Research has shown that music can calm agents, he said.

That’s where Thrive Resets come in. When the model determines that an agent’s stress score is higher than what that particular agent can handle (based on that agent’s history), the system will automatically route the call to another agent or terminate the agent. will give. Reset, a montage of vacation and family photos set to music, with inspirational quotes floating above and breathing bubbles below telling the agent to breathe in and out.

These videos are produced by Arianna Huffington’s company Thrive Global. Thrive also offers resets focused on stretching, gratitude, mindfulness and nature.

At First Horizon, agents choose their photos and songs for their resets.

“I want to listen to grunge rock or I want to listen to a country song, but having the ability to customize, I’m excited about that part,” O’Dell said.

First Horizon began with a small pilot with 28 agents and two supervisors using AI-prompted resets for nine weeks. He ran A/B tests – one week an agent would be on the system, the next week it would be off. The bank saw a 13% reduction in burnout levels, a four-fold improvement in handle times and a 2% improvement in customer satisfaction scores based on agent surveys. O’Dell acknowledged that a 2% improvement may seem small, but the bottom line is higher customer satisfaction scores. The bank declined to share the raw numbers.

In the second trial, 160 agents and 14 supervisors used the system for six weeks. This time, the bank saw a 20% reduction in burnout levels, an improvement in average call handle time of 36 seconds and a customer satisfaction score that rose from 4.8 to 4.9 on a scale of one to five.

“I think it’s a great idea,” said Ryan Buick, a tech advisor at C3 Technology Advisors, who is not affiliated with the project.
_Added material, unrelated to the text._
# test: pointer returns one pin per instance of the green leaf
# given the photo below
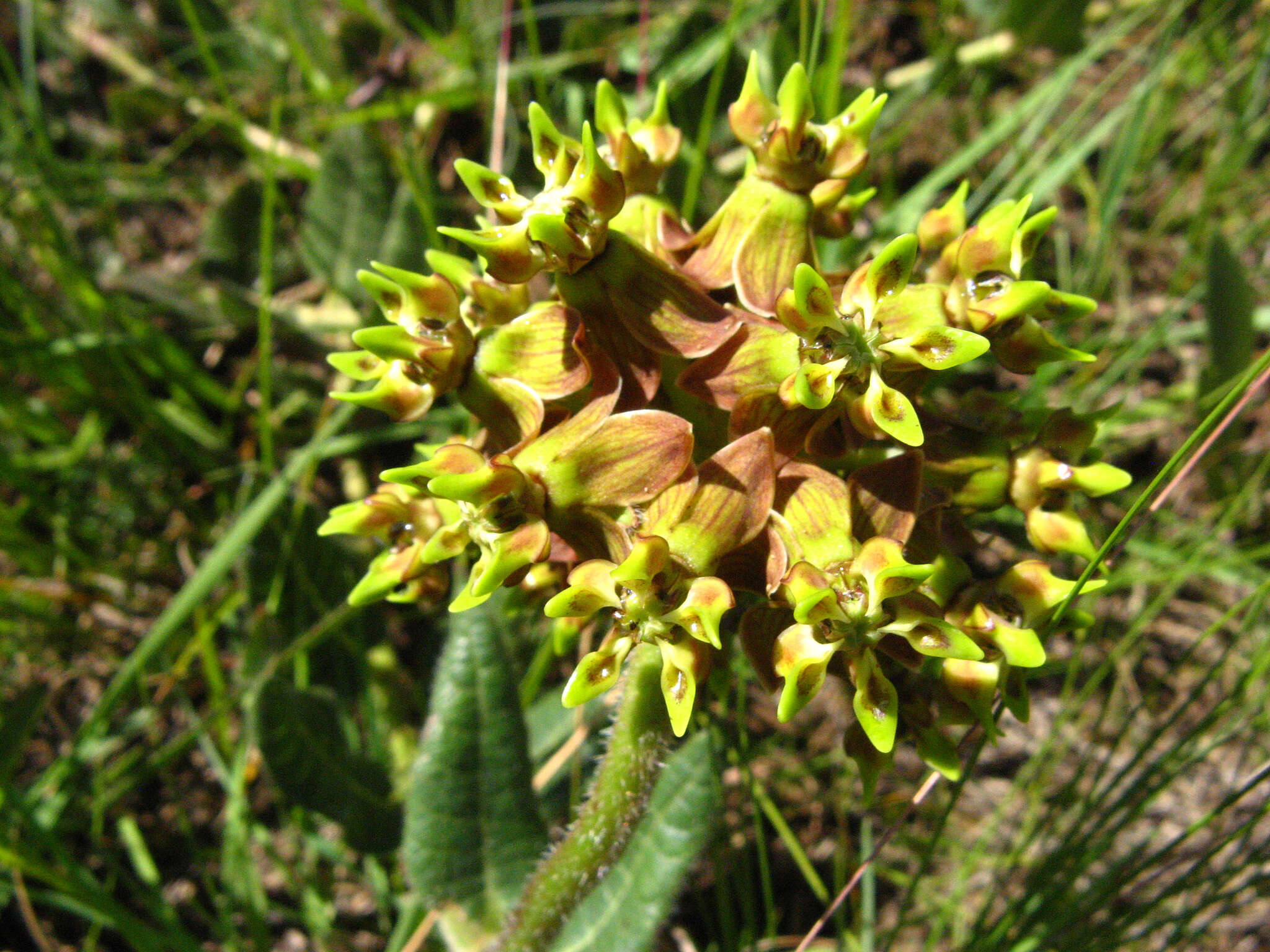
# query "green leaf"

He said the videos remind people why they are working. “I have pictures of my family in my office and on my desk,” he said. Such technologies can reduce agent stress and turnover with positive real-life relationships with supervisors, managers, and co-workers.
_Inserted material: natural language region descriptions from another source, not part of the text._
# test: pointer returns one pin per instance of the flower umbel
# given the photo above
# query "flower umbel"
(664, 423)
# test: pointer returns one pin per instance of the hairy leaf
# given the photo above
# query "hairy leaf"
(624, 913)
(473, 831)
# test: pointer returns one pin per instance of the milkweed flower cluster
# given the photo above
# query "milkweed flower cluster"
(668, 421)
In March, the bank plans to roll it out to all 3,000 customer service agents.

“They’ll get this one-minute break whenever we feel like the stress level is above the threshold,” O’Dell said.
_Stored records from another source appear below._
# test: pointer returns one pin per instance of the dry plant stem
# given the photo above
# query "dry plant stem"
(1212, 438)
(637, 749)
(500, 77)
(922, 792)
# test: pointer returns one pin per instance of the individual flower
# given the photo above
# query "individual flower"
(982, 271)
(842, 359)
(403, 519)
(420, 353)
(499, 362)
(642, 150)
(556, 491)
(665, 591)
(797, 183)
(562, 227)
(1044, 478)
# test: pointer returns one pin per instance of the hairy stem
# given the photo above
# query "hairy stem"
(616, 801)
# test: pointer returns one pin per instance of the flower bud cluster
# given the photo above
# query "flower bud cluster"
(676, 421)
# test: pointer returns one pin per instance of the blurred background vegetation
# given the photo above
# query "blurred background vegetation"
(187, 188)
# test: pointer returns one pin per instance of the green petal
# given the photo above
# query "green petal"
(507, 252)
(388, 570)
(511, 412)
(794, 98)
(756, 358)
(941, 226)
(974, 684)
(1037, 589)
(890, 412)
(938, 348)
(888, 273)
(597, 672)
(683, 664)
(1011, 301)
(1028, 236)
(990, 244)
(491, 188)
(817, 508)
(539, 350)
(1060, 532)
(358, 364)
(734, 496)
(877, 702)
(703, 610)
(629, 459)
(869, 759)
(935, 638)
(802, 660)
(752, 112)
Synchrony Bank in Stamford, which last year piloted Thrive resets integrated into the Intradiem workforce management system, has also seen promising results.

A survey of its agents found that 92% feel more effective on calls after receiving a Thrive Reset and 78% would rather receive a 60-second Thrive Reset. A Synchrony spokesperson said the bank plans to roll out Thrive Resets to all of its customer service associates in the coming months.

Future plans for call center AI

The future of customer service in banks will likely not involve as many human agents and will probably be even more AI-enabled. Even now, banks often direct customers to self-service options when they dial a call center.

Today, about 85% to 95% of customer calls that First Horizon fields are handled in a self-service manner in an interactive voice response, O’Dell said.

First Horizon plans to roll out a conversational interactive voice response system by the end of the year. Consumers won’t need to press a button on their phone, he said, and will get what they need faster.

The bank is also interested in the AI ​​models that Cisco is developing to generate call summaries.

“It’s great for helping agents speed up so they can do less work and have more information at their fingertips,” O’Dell said.

First Horizon Bank has a committee of several businesses looking at artificial intelligence products.

“Like most organizations, everyone is looking at the legality of everything and where the data is, what the data is being used for, what happens to the models themselves,” O’Dell said. “We’re emphasizing our agent experience and customer experience because that virtual banker might be the only banking person they ever talk to because they don’t go to a branch. So you have to build a relationship somehow. It has to be done.”